In political and macro markets, edge is primarily qualitative. The inputs are unstructured: reading political signals, understanding voter behavior, interpreting policy rhetoric, assessing institutional dynamics. You can build quantitative models (polling aggregates, economic indicators), but the real edge comes from qualitative judgment that models can’t capture. This makes these markets less efficient, which means the edge is larger when you have it.

I’ll be honest about my own track record:

  • Sports markets: Slightly positive, maybe 3-4% annual return on capital deployed. The markets are too efficient for me to consistently beat them with meaningful size.
  • Political/macro markets: Substantially positive. The 2024 election was obviously exceptional (I was early on the Polymarket odds shift and made a significant return), but even in non-election periods, I find persistent mispricings in macro markets. The Fed rate decision markets, for example, consistently underweight tail scenarios.
  • Crypto-specific markets: This is where my real edge lives. Polymarket’s 80%+ probability on Bitcoin hitting $65K earlier this year was a market where crypto-native traders had genuine informational advantage over the general prediction market population. Understanding on-chain flows, miner behavior, and exchange dynamics gives you information that most prediction market participants don’t have.
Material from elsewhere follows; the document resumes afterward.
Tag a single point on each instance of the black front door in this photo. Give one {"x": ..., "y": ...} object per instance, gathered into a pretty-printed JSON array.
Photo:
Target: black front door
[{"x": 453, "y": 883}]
The point is that I make more money on political and macro markets than sports markets, but sports markets are more fun. And I suspect most serious traders would say the same thing. Sports markets are entertainment with a thin veneer of information aggregation. Political markets are information aggregation with a thin veneer of entertainment.
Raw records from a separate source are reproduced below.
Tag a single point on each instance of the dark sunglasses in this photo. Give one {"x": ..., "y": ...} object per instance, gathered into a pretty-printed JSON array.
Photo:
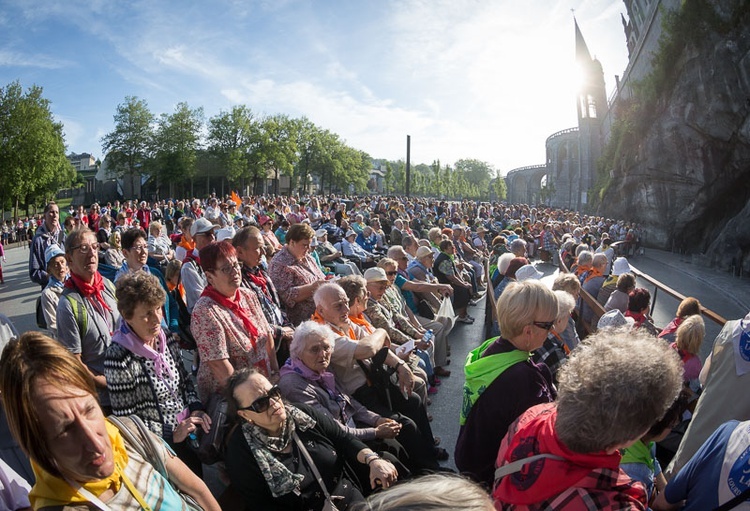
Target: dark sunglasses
[
  {"x": 261, "y": 404},
  {"x": 546, "y": 325}
]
Here’s my honest take on the industry question Brian raised: the prediction market industry should measure success by forecast accuracy, not volume. If we’re serious about the “information market” thesis, then the metric that matters is whether our probability estimates are well-calibrated and whether they outperform alternatives (polls, expert panels, models).

On that metric, the 2024 election was the high point. Polymarket demonstrated, with real money on the line, that prediction markets produce more accurate probability estimates than any alternative forecasting method. That was a genuine contribution to society — it gave people better information about an important event.

Everything since has been, if I’m being brutally honest, just betting. The NBA Champion market doesn’t tell us anything we can’t get from Vegas odds or ESPN’s analytics team. The FIFA World Cup market isn’t producing novel information. These are entertainment products that happen to use prediction market infrastructure.

I’m not against entertainment — I bet on sports too. But let’s not pretend it’s something it isn’t. Diana’s cross-subsidy model is the most honest framing I’ve heard: sports betting is the business, information markets are the mission. Just be upfront about it.